Not only did I make new friends, but they brought gifts to me. The first gift was a twig. At first, I
considered throwing it away, but I couldn’t bring myself to toss a piece of research, so I put it in
an old shoebox under my bed. Most of my life I’ve been alone, so presents were few and far
between, and I kept them all no matter how useful they proved. Pairs of socks from my aunt. A
mug from an ex-lover, which I never use, pushed to the back of the cupboard.
Over time, the crow’s gifts became more elaborate. Lost earrings. Bottlecaps. Bits of thread. A
few of them even carried empty plastic bottles up from the alley, which I washed and put away
in the shoebox. The labels were either faded or pecked away. It was endearing, the way a crow

would tow the bottle up in their scaly feet and place it in my lap like a cat bringing home a dead
mouse.
In exchange, I expanded their offerings from Fritos to Doritos to Cheetos, a salty bird
smorgasbord. I dumped entire bags of chips out in bowls for them to swarm. When they saw me,
there was a twinkle in their beady eyes. It was not a group of singular crows but one collective
creature. By month five, I could not distinguish one from the many. They descended in a black
sea of flapping wings and raspy voices at all hours of the day.
Teeth
Birds do not have teeth, since jawbones are too heavy for efficient flight, so you can imagine my
surprise when one of my dutiful corvids swooped onto my fire escape and dropped a tooth onto
the grille at my feet.
The tooth was long with three stubby roots at the end, completely intact, like a delicate pale bug
that might skitter away if I gripped it too tight. Did one of my neighbors' kids lose a tooth? Was
there a decaying animal somewhere that the crows raided for meat? It looked like it could have
come fresh from my own mouth. I checked my smile in the bathroom mirror just in case.

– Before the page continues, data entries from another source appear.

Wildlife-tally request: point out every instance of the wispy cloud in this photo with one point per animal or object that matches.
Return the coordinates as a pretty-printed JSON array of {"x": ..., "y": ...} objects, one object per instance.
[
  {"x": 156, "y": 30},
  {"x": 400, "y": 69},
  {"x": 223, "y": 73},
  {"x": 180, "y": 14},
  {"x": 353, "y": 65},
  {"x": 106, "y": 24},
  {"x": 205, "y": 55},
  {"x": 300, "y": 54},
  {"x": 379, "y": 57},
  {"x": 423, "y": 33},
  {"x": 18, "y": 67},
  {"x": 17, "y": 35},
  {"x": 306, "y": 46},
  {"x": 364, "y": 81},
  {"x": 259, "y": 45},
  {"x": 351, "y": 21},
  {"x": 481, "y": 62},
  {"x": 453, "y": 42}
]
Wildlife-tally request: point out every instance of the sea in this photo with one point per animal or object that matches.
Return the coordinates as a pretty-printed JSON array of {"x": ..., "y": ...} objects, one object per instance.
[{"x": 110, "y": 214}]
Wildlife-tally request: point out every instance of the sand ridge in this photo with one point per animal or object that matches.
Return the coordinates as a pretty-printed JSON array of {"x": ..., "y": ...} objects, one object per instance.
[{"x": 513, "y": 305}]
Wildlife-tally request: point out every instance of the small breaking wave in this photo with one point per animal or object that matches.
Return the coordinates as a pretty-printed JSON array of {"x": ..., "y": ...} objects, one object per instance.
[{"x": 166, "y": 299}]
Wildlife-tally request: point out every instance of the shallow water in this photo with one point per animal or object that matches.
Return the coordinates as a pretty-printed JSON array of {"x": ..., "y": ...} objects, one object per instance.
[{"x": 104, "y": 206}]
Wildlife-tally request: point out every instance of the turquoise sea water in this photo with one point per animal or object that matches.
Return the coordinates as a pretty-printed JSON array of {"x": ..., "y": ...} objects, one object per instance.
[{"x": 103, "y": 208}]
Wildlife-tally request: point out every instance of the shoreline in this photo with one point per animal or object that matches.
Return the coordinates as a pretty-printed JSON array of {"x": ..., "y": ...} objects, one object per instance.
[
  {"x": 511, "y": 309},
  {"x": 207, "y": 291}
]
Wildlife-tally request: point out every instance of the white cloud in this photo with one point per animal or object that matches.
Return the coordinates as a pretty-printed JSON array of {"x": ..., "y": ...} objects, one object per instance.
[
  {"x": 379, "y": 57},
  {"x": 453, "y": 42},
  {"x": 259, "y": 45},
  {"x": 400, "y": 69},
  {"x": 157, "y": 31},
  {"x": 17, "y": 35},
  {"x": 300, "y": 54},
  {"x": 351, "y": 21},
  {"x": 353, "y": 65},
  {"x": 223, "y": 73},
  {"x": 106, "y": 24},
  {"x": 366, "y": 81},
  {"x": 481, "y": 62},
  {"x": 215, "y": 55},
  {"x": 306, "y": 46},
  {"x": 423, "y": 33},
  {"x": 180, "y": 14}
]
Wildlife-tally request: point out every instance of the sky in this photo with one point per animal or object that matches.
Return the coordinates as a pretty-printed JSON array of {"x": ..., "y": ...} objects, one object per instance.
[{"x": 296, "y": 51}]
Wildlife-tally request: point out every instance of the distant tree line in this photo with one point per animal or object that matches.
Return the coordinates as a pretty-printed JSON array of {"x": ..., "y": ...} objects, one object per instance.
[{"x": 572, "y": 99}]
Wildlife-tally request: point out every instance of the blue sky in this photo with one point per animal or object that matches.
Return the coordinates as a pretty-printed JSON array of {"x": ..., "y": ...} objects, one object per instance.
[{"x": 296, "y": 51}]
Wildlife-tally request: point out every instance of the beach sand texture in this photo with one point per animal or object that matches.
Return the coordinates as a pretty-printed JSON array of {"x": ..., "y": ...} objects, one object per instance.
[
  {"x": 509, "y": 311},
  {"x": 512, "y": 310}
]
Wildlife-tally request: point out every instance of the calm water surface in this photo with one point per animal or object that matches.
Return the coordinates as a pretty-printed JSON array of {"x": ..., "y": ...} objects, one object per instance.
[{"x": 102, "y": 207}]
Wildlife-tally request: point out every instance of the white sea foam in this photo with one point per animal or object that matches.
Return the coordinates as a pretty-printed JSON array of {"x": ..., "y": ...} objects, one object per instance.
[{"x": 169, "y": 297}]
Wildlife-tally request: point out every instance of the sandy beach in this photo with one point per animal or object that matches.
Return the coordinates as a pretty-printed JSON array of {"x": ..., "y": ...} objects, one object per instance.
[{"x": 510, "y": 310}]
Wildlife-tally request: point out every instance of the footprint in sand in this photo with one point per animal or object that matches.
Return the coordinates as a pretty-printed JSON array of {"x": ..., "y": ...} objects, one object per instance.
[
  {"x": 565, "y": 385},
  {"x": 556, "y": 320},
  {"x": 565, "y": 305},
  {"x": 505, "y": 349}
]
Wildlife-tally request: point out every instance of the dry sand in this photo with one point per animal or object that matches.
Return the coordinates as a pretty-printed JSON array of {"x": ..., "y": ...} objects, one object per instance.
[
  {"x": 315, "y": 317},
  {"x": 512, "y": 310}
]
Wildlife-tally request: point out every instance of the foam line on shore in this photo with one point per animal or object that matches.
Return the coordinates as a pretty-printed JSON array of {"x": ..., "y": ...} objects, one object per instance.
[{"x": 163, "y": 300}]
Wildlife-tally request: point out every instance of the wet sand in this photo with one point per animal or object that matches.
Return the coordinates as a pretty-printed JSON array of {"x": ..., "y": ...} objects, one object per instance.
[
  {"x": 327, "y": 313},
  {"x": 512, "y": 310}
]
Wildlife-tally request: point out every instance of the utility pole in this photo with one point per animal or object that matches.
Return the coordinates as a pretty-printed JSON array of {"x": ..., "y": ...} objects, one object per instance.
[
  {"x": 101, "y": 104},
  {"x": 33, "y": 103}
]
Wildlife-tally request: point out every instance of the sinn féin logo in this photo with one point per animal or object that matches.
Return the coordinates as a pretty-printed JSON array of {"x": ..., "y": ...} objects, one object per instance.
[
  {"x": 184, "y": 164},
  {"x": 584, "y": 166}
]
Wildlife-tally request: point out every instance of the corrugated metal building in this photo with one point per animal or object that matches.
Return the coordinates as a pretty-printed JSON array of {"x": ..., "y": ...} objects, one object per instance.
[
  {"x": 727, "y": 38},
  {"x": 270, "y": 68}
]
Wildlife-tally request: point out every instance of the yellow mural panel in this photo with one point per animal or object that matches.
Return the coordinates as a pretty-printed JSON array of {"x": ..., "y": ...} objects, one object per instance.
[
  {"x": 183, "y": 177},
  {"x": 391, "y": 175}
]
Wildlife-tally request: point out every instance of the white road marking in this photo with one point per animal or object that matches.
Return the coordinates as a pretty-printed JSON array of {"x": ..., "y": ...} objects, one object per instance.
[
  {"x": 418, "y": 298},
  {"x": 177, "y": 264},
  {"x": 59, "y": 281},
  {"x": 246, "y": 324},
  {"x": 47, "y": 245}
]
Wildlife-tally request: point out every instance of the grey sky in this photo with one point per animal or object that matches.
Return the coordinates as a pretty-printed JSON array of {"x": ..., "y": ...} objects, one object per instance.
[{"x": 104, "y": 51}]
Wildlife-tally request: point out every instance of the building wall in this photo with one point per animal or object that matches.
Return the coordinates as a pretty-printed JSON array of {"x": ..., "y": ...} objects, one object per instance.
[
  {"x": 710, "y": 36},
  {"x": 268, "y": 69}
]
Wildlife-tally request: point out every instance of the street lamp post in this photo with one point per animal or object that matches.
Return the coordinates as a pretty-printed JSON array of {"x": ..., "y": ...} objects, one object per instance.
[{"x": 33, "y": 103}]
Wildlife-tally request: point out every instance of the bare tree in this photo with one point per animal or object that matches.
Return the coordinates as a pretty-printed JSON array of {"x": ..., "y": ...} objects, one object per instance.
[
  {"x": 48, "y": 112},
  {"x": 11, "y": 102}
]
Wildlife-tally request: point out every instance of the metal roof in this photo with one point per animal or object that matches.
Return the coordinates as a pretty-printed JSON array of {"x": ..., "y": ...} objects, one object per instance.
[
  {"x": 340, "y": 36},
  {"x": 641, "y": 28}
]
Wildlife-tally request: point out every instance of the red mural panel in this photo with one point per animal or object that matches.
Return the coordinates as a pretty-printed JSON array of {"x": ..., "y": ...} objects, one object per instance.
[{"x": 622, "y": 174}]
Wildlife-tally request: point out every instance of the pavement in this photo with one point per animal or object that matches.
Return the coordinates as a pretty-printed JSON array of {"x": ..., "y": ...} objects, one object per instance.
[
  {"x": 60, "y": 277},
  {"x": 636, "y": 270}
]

I didn’t think too much of it at first. I wasn’t sure what to do with it, so I just put it in the
shoebox with the rest of the crow treasures.

But they kept coming.
Another tooth the next day, and the day after that. I couldn’t understand where they were coming
from, and still don’t. All of them are varying sizes and in degrees of sickly cream and yellow, the
color of corn kernels, but roughly the same shape. I started to recognize the “year and make” the
more I collected. Once my collection was large enough it was cross-referenced with an
orthodontist textbook from the library. (At this point, I was running out of space in my shoebox,
so I repurposed a fig jam jar and kept the teeth safe behind glass.) Incisors and canines are
shaped like shards of shells off a beach. Molars are long, absurdly long, and worn at the tops
from use. The more misshapen the crowns are, the older their owner lived.
The daily offerings of bottles and string and earrings are slowly being replaced. Each and every
crow in the city must have corresponded for this single mission. Sometimes each one will bring
me two or three teeth a day, either clutched in their talons or clamped in their beaks, swarming
my fire escape and dropping their offerings on the metal like the pattering of rain.
I found a molar baked into my Twinkie today.